Payne: To Hell and back in Honda Civic Type R hellion
The 2020 Honda Civic Type R has 306 horsepower, four doors, a hatchback, red seats, insane handling, the latest electronics and a rear wing the size of the Sopwith Camel. Sounds like heaven to me.
So I took it to Hell.
I’ve spent a lot of time traveling back and forth to Michigan’s devilish burg during the coronavirus clampdown. With the state’s best roads and unlikely name, Hell has always been a fun diversion. The North American Car of the Year jury used to hold our annual test there before we outgrew local facilities. Lunch meeting in Ann Arbor? I’ll detour on the way back to test a car’s limits.
But with national vehicle test programs grounded by COVID-19, Hell has become my test loop to push a performance vehicle’s envelope. Is it comfortable on the two-hour round trip? Does it get good gas mileage? Have modern safety features like adaptive cruise-control? Does it inspire confidence on roller-coaster roads?
Hell’s a fabulous all-around test. And a showcase for the $37,950 Civic Type R’s impressive all-around game of affordable speed, comfort and utility.
At the end of a good workout this spring, I found but one weakness: With a healthy $3,175 price jump since it was introduced as a 2018 model, Type R has ceded ground to the $37,884 Subaru WRX STI and $30,675 Hyundai Veloster N for pocket-rocket affordability.

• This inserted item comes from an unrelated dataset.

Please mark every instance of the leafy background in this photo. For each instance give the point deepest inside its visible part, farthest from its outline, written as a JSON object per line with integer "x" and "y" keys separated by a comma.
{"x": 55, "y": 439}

Nail the imperturbable R over Hankerd Road’s heaving high-speed blind turns and you’ll swear it’s Velcroed to the pavement, so flat is its chassis. The only limit to the sports car’s speed was my fear of cresting a brow to find one of Michigan’s finest in a squad car (their presence ubiquitous in these COVID times).

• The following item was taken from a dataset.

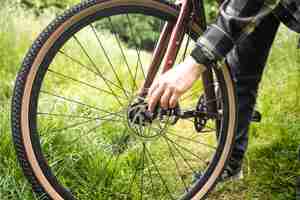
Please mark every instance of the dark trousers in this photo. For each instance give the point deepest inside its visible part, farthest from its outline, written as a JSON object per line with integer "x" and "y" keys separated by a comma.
{"x": 248, "y": 60}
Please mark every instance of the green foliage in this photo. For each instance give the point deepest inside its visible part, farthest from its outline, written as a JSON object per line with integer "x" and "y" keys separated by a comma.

But before I get too deep into Hell’s twisties, a quick primer on the Type R.
When Honda took the 10th-generation $20,806 2015 Civic to Germany’s Nurburgring race track to benchmark against the Audi A3, the Type R was the ultimate goal. King Civic offers top-of-class room, features and handling across a vast lineup that includes sedan, Sport hatchback, Si performance coupe — and then peaks at the Type R. It’s like watching the evolution of Michael Jordan from high school star to six-time NBA champion.
New for 2020, the Type R brings significant upgrades like standard Honda Sensing (adaptive cruise-control, lane-keep assist, emergency braking), which helps explain the price hike. And it adds minor tweaks like a new front spoiler, suede steering wheel and body-colored fascia gills.

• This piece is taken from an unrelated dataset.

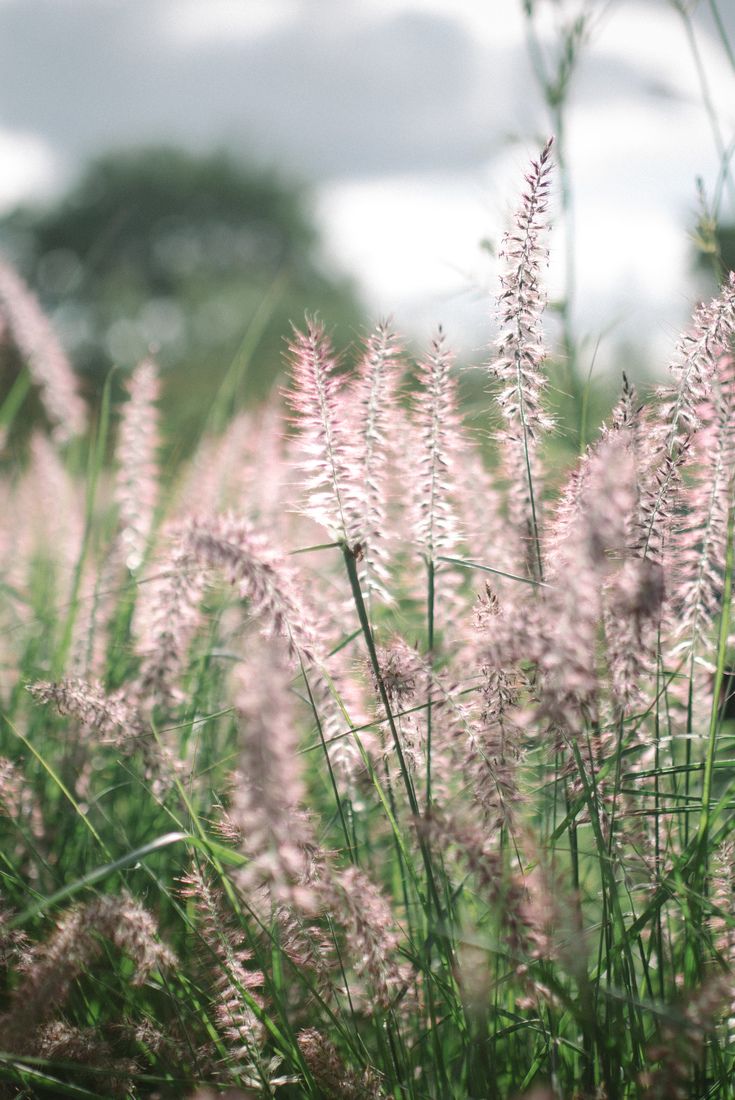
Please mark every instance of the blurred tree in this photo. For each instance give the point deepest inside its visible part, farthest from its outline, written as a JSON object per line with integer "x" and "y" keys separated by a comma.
{"x": 196, "y": 259}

They were minor tweaks because the Type R is hardly modest. The body is smeared with goth makeup: black grille, black wheels, black window trim.
My black ’n’ Championship White menace looked like it had been assembled from a drawer-full of knives. Sharp angles were everywhere from its front splitter fangs to its rocker panels to the twin shark-fin endplates that held the rear wing. Type R telegraphs its road-carving abilities.
Open the door and the red bolstered seats warn this thing is devil’s spawn. Yet as I set out on my journey to Hell, the Type R felt more Civic than R-rated. Despite a hungry bark at startup that exhales through a trio of center-mounted exhaust pipes, the Type R is quite civilized to drive in Comfort mode. (I’ll get to other, more aggressive modes in a bit). Adaptive cruise is standard, even with a manual transmission.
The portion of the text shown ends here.